Funzioni della prostata
La prostata ha la principale funzione di produrre e secernere un liquido particolare, detto liquido prostatico, che al momento dell’eiaculazione si riversa nell’uretra, combinandosi ad altri secreti. L’insieme di tutte queste componenti dà origine al liquido seminale (anche chiamato sperma), che fuoriesce dal pene al culmine dell’atto sessuale (eiaculazione). La prostata produce il 70% della parte liquida dello sperma.
Gli spermatozoi, prodotti nei tubuli seminiferi dei testicoli, beneficiano del liquido prostatico, il quale serve per aumentarne sopravivenza e motilità. Lo sperma, o liquido seminale, contiene infatti numerosi componenti con funzione tampone (per neutralizzare l’ambiente acido della vagina), lubrificante e nutriente. Oltre alla prostata, partecipano alla formazione del liquido seminale altre ghiandole accessorie: le bulbo uretrali e le vescicole seminali, che producono il 30% della parte liquida dello sperma. Nel loro insieme le secrezioni prostatiche costituiscono circa il 99% del volume spermatico.

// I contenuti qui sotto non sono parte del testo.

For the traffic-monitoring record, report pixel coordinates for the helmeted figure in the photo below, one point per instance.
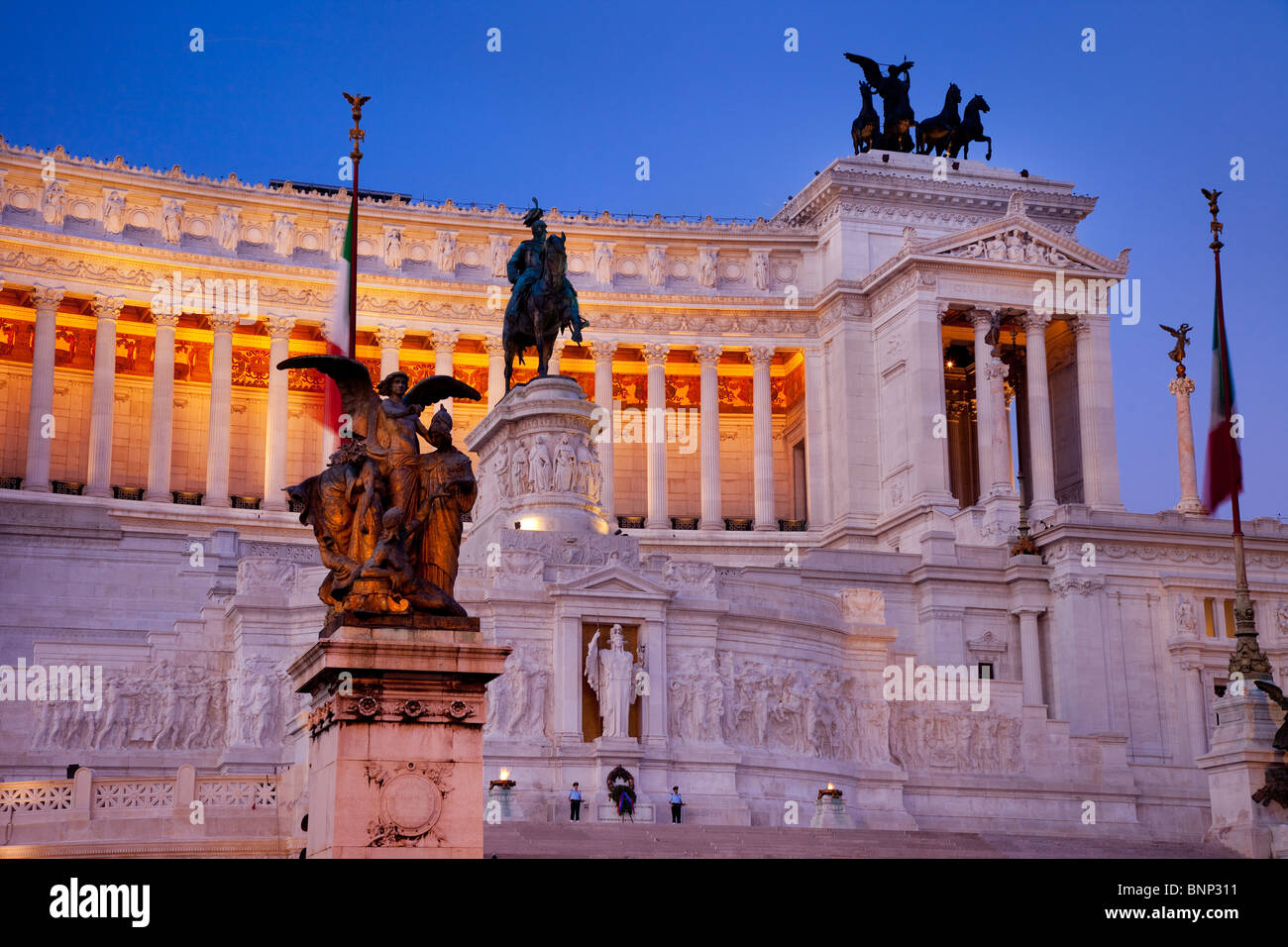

Oltre ad assicurare una maggiore vitalità ai circa 50-200 milioni di spermatozoi immessi nella vagina all’atto dell’eiaculazione, le secrezioni spermatiche proteggono l’apparato riproduttivo maschile dai patogeni. Esse contengono infatti immunoglobuline, lisozima ed altri composti con attività antibatterica.
Un particolare componente dello sperma è lo zinco; dal momento che questo minerale raggiunge concentrazioni importanti nel liquido prostatico, anche se mancano dati certi sul suo ruolo nella riproduzione, viene spesso aggiunto agli integratori dedicati alla salute dell’apparato riproduttivo maschile.